In the summer of 1998, I was eagerly anticipating my freshman year at Beloit College. Meanwhile, you were making preparations for the incoming class of 2002 by putting together a list to help you and your colleagues “watch their references.” After all, this year’s freshmen were born in 1980 and rumored to be not half as smart as their parents were.
You welcomed me to your First Year Initiatives class, “How Alfred Hitchcock Helped Us Win The Cold War.” It was a crash course in liberal arts thinking, and I loved the process of discovery, comparison, and interpretation. I declared a double major in literary studies and creative writing, and signed up for your classes as often as possible.
As the semesters passed, I found it easier to decipher both what you were writing on the board and what it all meant. With each paper, I tried to live up to the criticism offered in the margins of the previous one. Fix grammar. Better substantiation. NO PASSIVE VOICE. Too wordy. Develop this idea. Finally, in one of my last essays, you declared me to be “a master of the periodic sentence,” praise that was uniquely McBride and all the more important to me for it. I was equally honored that year to receive the Marion & David Stocking Prize for the best creative non-fiction.

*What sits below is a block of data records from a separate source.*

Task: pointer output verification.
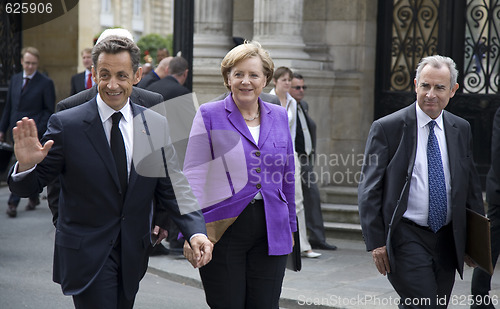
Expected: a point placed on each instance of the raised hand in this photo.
(27, 147)
(200, 251)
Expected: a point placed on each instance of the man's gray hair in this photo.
(437, 61)
(114, 45)
(178, 65)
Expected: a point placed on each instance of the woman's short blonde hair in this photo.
(245, 51)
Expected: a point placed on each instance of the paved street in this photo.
(345, 278)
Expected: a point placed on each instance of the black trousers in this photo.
(106, 291)
(241, 273)
(481, 280)
(425, 266)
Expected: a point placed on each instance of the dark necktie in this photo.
(89, 81)
(27, 80)
(118, 150)
(437, 184)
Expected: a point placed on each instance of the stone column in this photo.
(213, 31)
(277, 26)
(213, 25)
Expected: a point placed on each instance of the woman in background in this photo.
(240, 164)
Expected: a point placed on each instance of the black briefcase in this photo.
(6, 151)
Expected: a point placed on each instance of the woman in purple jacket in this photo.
(240, 164)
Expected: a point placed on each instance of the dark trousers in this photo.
(481, 280)
(241, 273)
(425, 265)
(312, 202)
(106, 291)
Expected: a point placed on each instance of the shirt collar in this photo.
(105, 112)
(28, 76)
(423, 119)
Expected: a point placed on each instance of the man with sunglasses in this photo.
(305, 144)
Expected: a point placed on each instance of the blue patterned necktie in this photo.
(437, 184)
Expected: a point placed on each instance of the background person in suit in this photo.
(104, 227)
(160, 72)
(306, 131)
(83, 80)
(171, 86)
(266, 97)
(139, 96)
(250, 214)
(31, 94)
(481, 280)
(418, 178)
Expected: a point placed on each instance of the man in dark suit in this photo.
(171, 86)
(31, 94)
(481, 280)
(418, 178)
(83, 80)
(160, 72)
(139, 96)
(305, 145)
(266, 97)
(105, 211)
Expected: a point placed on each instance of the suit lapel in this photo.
(17, 84)
(410, 134)
(236, 119)
(95, 132)
(136, 111)
(451, 133)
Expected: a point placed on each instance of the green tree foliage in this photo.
(150, 43)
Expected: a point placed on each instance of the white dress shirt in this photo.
(418, 199)
(291, 108)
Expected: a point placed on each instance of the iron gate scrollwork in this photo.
(467, 31)
(482, 47)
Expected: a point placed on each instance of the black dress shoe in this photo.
(159, 249)
(12, 211)
(32, 204)
(323, 246)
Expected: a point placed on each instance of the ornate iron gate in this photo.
(467, 31)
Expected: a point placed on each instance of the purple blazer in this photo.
(226, 169)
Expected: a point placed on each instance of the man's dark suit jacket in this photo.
(387, 170)
(77, 83)
(168, 87)
(93, 213)
(147, 80)
(139, 96)
(492, 179)
(35, 102)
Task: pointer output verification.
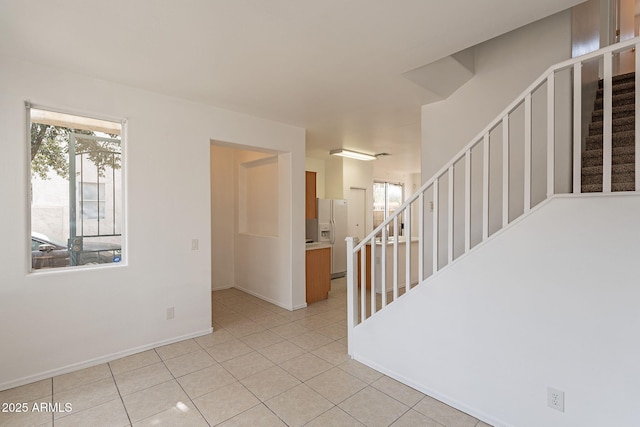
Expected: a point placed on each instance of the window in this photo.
(93, 200)
(76, 200)
(387, 197)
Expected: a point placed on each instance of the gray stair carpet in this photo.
(622, 138)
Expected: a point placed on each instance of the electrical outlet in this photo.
(555, 399)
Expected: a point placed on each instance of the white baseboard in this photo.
(432, 393)
(97, 361)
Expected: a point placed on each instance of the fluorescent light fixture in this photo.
(352, 154)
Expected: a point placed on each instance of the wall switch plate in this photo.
(555, 399)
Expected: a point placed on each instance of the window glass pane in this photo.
(76, 190)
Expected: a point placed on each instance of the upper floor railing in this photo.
(530, 152)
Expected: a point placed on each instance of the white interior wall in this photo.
(359, 174)
(504, 67)
(263, 263)
(223, 217)
(64, 320)
(549, 302)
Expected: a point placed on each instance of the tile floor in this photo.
(262, 366)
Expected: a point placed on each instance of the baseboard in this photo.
(269, 300)
(433, 393)
(97, 361)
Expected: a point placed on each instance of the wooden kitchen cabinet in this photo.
(318, 274)
(310, 195)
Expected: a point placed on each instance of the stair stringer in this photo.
(550, 302)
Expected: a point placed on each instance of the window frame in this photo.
(28, 190)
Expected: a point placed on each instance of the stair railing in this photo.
(468, 211)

When I was a high school sophomore, my English teacher informed me that I was “a born English major.” As one of your roasters poignantly remarked, I was always going to be a writer, but you made me a better one. I would be remiss at this point in failing to thank the Wrights: Lisa Haines Wright for teaching me how to question the world and Steve Wright, how to answer it. But Tom, you were the one who gave me the tools to do so, and I continue to use them in my personal and professional writing.
Two years after graduation, I returned for the 2004 Alumni College, where I discovered my new role as a member of Beloit’s alumni. Classes from every decade going back to the 1930s were represented. I could see the common spirit that brought each of us to Beloit in the first place, and then brought us back again to your class that summer.
I returned to campus in June for my 10-year reunion. The Roast of Tom McBride was, as anticipated, delightfully irreverent and a joy to watch. And as each alum concluded his roast with a deeply moving expression of gratitude to you, I could clearly see not only your legacy but that of Roxie Alexander and Marion Stocking stretching through both past and future generations of Beloit writers. I never had the opportunity to take a class with Marion or Roxie, but they—and you—drew me to Beloit College via the experiences of my fellow alumni.
Tom, that night wasn’t simply a celebration of your accomplishments (or your debauchery, for that matter). Your former students are all well aware of the influence you have had on us both personally and professionally because it is a part of our identity. And because you made us who we are, we now make you who you are: an alumnus of Beloit College. It’s a marvelous thing, that interconnectedness of alumni and those who taught them. Welcome to Beloit, Tom: It’s turtles all the way down.